Accepted for/Published in: Journal of Medical Internet Research
Date Submitted: Jun 27, 2025
Open Peer Review Period: Jun 27, 2025 - Jul 14, 2025
Date Accepted: Aug 21, 2025
(closed for review but you can still tweet)
Understanding Economic Decision-Making in Digital Therapeutics Development: A Qualitative Approach
ABSTRACT
Background:
Digital Therapeutics (DTx) represent a transformative shift in healthcare delivery, offering software-driven, evidence-based therapeutic interventions. Despite their potential, adoption remains low across healthcare systems, partly due to insufficient economic evidence. Significant knowledge gaps persist regarding stakeholders' approaches to economic decisions in DTx development, with prior studies also indicating limited consideration of economic factors in early DTx development stages, particularly from researchers.
Objective:
This study investigates how researchers approach decision-making regarding factors that influence the economic impact of DTx during technological development and clinical validation phases, examining the underlying mechanisms and contextual conditions that shape these processes.
Methods:
Using a critical realism philosophical approach, 17 semi-structured interviews were conducted with researchers involved in DTx development, including research engineers (n=5), health systems and social science researchers (n=6), clinician-researchers (n=4), and practitioner-researchers (n=2). The approach combined deductive and inductive coding, followed by abductive and retroductive processes to identify generative mechanisms underlying observed decision-making patterns. System dynamics modeling was applied to visualize causal relationships through triangulated data sources.
Results:
Three interrelated generative mechanisms were identified that shape researchers' decision-making regarding economic considerations: 1) the Professional Norms, operating through reinforcing loops that systematically prioritize clinical validation while marginalizing economic considerations; 2) the Researcher Experience, revealing how professional training and limited economic literacy create cognitive biases that systematically obscure economic factors; and 3) the DTx Adoption Uncertainties, demonstrating how implementation concerns influence development decisions through both reinforcing and balancing dynamics.
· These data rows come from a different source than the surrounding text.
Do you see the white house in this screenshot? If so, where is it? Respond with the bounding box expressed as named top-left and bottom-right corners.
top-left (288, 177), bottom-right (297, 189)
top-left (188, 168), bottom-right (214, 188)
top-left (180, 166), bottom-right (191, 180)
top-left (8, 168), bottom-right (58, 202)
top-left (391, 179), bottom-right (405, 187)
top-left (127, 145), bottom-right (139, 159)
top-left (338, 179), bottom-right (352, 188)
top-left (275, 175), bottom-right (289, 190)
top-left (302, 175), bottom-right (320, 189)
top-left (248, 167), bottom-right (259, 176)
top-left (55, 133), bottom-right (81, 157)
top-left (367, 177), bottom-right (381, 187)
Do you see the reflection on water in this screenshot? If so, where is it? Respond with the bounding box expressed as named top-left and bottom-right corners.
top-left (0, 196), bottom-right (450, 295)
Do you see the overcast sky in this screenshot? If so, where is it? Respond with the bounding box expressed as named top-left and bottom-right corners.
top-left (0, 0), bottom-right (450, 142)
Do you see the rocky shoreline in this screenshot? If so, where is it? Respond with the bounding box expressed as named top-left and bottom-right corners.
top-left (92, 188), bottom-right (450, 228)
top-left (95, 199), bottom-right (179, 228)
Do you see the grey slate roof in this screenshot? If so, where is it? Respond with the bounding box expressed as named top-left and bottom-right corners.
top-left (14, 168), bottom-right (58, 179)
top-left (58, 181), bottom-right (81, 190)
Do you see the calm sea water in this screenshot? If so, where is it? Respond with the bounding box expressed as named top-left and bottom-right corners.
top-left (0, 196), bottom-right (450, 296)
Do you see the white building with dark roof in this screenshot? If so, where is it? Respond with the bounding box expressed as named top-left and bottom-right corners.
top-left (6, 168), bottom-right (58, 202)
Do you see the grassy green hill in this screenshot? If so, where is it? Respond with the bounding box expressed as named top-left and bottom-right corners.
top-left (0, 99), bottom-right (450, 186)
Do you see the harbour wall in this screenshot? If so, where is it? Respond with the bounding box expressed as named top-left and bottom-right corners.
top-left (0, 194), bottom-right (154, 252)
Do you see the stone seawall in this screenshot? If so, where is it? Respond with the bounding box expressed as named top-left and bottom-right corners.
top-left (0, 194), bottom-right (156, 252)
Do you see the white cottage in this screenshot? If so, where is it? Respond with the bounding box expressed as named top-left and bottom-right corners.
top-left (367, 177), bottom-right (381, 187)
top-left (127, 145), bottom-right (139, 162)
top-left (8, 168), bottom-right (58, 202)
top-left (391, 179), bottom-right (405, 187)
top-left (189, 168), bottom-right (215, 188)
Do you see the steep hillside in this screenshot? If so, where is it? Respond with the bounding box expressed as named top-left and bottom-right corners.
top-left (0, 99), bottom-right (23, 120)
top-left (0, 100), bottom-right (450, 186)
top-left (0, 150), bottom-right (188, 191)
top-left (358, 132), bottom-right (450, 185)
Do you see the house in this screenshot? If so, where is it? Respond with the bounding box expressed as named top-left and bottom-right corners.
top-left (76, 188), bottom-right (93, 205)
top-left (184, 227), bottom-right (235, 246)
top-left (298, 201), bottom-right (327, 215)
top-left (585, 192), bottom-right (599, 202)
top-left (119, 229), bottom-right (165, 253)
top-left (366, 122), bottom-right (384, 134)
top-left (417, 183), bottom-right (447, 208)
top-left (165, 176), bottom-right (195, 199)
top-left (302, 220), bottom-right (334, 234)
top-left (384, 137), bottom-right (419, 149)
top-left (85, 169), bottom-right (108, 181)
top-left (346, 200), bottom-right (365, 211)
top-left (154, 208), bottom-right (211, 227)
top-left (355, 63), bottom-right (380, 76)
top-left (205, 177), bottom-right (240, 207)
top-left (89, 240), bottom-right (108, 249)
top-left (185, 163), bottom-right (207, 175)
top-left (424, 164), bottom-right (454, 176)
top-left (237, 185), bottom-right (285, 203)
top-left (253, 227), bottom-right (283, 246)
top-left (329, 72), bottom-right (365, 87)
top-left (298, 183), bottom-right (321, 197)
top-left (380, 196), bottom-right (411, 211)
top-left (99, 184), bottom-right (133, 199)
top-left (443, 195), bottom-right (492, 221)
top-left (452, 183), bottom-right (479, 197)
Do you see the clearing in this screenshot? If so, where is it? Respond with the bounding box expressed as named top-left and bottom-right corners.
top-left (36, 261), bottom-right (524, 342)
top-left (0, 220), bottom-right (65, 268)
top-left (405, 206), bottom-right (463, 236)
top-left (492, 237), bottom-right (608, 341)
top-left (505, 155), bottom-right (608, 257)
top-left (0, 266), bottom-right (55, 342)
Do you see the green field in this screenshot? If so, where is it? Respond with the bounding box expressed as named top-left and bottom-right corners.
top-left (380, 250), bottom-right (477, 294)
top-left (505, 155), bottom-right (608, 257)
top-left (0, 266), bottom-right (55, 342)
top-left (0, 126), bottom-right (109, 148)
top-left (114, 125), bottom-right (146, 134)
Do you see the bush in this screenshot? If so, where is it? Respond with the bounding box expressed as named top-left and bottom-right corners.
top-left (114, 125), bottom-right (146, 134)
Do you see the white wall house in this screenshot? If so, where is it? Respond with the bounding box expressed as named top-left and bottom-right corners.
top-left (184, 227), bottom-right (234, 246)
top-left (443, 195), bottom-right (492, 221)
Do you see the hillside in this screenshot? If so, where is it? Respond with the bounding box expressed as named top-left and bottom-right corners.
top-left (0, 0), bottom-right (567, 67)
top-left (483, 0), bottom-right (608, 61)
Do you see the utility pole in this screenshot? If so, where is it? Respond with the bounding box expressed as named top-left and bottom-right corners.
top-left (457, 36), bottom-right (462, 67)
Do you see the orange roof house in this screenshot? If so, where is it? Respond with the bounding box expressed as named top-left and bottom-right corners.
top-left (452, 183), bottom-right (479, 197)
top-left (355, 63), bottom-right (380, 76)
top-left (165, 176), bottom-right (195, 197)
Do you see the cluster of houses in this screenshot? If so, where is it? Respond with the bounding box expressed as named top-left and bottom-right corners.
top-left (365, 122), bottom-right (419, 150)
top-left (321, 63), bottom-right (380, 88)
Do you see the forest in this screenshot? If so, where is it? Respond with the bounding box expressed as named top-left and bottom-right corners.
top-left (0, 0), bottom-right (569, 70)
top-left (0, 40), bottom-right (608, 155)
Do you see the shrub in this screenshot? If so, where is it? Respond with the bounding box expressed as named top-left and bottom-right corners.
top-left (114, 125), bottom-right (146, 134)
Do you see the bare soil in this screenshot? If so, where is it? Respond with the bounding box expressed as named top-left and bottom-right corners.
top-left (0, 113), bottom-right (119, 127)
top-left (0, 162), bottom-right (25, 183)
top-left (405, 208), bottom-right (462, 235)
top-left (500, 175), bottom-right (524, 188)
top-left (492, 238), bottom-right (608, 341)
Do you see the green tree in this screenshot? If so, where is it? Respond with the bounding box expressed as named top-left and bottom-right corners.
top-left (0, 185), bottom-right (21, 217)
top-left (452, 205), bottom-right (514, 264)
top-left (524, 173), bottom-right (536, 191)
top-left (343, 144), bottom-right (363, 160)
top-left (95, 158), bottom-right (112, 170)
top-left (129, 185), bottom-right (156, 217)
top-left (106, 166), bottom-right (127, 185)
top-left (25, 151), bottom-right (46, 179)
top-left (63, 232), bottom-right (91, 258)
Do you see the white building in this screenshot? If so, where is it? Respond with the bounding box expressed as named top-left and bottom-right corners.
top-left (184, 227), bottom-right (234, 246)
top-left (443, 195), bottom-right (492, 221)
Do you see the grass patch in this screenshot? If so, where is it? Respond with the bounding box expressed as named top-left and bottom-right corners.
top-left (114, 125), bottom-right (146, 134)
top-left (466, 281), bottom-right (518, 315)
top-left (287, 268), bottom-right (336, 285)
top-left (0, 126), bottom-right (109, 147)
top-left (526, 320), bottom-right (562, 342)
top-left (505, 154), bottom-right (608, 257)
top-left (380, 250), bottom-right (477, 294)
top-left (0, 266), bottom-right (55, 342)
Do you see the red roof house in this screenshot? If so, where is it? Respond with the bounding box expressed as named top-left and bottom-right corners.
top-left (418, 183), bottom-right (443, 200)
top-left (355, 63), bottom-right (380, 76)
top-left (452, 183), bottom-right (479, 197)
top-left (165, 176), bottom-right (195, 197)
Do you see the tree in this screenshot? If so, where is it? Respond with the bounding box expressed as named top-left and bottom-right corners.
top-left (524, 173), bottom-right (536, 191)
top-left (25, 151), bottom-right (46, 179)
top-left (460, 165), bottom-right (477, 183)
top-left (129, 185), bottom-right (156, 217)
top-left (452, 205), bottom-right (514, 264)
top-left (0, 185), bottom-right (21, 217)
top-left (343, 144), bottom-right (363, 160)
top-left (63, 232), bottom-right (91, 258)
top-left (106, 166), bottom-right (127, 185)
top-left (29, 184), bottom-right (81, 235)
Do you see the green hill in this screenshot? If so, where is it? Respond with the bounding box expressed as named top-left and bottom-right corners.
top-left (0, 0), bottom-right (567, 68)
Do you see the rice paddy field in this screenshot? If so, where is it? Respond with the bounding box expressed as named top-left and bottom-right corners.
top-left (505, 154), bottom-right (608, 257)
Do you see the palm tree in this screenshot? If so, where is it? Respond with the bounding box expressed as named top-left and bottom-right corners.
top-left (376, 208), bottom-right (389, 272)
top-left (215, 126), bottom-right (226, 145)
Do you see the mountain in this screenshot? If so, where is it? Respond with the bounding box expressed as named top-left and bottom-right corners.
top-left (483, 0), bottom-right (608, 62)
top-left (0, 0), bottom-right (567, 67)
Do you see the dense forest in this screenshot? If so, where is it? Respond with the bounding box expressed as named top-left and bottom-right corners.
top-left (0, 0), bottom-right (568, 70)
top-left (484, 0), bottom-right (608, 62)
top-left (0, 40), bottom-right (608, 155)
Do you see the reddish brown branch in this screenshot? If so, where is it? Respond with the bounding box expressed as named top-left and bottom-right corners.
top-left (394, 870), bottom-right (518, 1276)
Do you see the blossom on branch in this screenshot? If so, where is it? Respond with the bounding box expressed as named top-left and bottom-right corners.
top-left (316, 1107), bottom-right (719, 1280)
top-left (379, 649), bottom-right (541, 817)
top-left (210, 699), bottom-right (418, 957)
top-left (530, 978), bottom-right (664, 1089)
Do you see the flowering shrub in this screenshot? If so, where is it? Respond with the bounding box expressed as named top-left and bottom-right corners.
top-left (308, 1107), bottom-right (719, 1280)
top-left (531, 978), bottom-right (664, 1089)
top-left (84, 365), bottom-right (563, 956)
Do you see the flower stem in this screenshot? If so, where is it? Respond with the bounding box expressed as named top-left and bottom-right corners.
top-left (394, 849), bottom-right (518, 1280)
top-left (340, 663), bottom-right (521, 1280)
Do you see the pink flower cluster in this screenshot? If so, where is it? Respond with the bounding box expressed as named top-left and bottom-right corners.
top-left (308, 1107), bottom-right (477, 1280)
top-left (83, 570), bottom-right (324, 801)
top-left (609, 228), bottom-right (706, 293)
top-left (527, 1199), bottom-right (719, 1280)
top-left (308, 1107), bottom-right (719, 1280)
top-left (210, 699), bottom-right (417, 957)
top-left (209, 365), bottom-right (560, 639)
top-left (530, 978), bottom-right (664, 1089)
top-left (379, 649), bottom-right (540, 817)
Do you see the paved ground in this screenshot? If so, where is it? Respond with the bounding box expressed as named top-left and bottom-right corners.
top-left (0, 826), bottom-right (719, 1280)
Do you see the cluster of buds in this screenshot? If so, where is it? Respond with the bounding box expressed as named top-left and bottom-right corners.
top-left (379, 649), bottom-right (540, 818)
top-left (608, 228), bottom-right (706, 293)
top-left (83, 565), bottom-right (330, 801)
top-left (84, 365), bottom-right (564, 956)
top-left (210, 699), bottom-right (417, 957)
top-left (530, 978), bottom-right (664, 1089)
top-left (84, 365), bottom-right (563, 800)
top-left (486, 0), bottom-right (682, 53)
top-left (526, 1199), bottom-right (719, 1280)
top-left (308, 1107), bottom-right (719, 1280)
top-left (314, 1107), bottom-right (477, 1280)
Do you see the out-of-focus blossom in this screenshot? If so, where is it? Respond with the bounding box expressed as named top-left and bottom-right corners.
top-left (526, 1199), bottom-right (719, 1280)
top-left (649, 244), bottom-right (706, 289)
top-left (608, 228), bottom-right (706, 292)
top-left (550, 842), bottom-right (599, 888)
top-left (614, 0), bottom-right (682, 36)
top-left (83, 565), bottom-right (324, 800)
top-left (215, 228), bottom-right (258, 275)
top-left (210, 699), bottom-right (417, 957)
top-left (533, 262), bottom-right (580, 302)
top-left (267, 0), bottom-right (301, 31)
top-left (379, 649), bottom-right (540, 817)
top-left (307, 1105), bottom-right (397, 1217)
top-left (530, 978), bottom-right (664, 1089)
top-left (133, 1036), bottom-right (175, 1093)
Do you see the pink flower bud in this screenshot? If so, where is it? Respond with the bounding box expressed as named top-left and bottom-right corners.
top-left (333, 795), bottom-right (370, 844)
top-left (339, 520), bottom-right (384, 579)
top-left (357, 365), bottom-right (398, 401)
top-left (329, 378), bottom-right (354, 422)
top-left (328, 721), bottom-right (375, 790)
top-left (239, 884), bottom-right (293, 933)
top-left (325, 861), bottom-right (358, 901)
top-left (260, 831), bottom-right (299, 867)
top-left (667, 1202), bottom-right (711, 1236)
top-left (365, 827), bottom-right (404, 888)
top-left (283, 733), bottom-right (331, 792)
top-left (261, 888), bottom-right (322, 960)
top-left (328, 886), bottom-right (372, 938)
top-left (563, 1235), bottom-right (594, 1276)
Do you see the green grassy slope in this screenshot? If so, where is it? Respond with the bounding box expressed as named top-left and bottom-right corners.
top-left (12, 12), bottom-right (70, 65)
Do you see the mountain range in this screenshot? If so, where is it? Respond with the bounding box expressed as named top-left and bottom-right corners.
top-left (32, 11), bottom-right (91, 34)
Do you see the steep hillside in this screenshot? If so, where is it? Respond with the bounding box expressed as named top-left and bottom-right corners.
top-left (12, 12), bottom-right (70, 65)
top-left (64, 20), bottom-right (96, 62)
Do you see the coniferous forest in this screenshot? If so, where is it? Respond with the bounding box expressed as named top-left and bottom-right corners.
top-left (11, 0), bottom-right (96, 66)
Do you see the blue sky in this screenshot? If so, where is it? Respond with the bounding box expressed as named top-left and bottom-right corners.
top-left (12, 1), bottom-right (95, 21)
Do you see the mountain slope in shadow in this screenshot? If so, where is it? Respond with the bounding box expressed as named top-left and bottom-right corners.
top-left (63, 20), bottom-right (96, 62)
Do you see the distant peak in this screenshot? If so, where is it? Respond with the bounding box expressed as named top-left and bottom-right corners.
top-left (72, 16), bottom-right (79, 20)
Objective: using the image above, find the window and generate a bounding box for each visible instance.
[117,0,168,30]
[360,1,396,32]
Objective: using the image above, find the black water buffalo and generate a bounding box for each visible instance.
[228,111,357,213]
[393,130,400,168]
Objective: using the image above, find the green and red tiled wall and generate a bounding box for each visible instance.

These mechanisms explain why, despite growing recognition of the importance of economic evidence, economic considerations remain peripheral in researchers' decision frameworks.
Conclusions:
This study reveals complex interactions between institutional structures, intrapersonal factors, and implementation uncertainties that systematically deprioritize economic considerations in DTx development. The identified mechanisms provide valuable intervention points for strengthening the development process, towards more comprehensive assessment of clinical, technical, and economic value throughout DTx development, ultimately enhancing their adoption in healthcare systems. Clinical Trial: Not applicable.